Scottish abstract expressionist Alan Davie came out on top for Modern British art, with his 1950s work which sold for £180 000 at Mark Goodman. Interestingly, the same work sold at Goodman for the same figure last year. Former member of CoBrA, Scot William Gear, sold at Alan Wheatley and Redfern Gallery for prices ranging from £25 000-35 000, an increase on prices paid for Gear in 2015.

William Gear, Landscape Structure, 1955 Image via Redfern Gallery William Gear, Landscape Structure, 1955
Image via Redfern Gallery

"It's been very successful for us, the best in all our outings at the Fair, selling right across the board," said Alan Wheatley of Alan Wheatley Art, who sold works for prices ranging from £1 000 to £60 000.

Piano Nobile saw a record price for a John Golding painting of £50 000 and also sold work by William Crozier in the region of £100 000.

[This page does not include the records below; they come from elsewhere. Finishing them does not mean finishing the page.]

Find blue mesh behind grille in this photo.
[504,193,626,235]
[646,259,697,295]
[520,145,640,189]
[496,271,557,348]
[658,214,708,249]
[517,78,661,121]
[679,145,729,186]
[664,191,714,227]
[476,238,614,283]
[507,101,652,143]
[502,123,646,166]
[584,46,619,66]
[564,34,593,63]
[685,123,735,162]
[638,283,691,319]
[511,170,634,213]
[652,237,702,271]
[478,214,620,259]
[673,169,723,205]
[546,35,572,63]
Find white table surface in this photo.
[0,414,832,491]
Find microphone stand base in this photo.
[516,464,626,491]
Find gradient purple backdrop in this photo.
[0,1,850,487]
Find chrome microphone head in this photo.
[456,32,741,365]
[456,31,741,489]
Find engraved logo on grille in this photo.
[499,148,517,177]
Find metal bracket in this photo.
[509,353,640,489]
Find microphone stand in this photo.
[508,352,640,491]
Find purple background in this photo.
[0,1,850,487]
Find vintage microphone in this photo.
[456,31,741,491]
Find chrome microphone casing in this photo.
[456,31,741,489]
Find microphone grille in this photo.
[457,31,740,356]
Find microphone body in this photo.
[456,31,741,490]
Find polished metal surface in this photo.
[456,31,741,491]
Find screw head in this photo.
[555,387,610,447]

Marcus Harvey's bronze TRAGIC HISTORICAL Head, a charming poke at icons of British history and culture, had a price tag of £30 000 at Vigo. The work by the former YBA is a series of five and it is reported that Damien Hirst purchased the first cast from each edition.

The standout sale of the fair was a 'glass bong,' from which 'Lord Byron smoked opium,' which may have sold at Pertwee, Anderson and Gold for the high price of £1.1 million.

Lord Byron's bong Image via the Independent Lord Byron's bong
Image via the Independent

Contemporary Asian art proved strong as Skipwiths' sold works by Korean artist Kwang Young Chun from £50 000-£100 000 and London-based emerging artist Hyojin Park. French gallery Very Art Space had success with the sales of two sculptures by acclaimed Chinese artist Yiming Min, taken from his recent UK debut exhibition and selling for £10 000 each.

Belgian artist Joachim Coucke, presented by NEST was awarded the £2 500 De'Longhi Art Projects Artist Award. His winning work Fishing the Pool, 2015, extends Coucke's themes to cryptocurrency, by gathering 'lightcoins' (similar to Bitcoin) via an Ethernet cable connected to the Internet. The work demonstrates how our relationship with currency has transformed, necessitating an extended element of trust that such virtual money has legitimate value.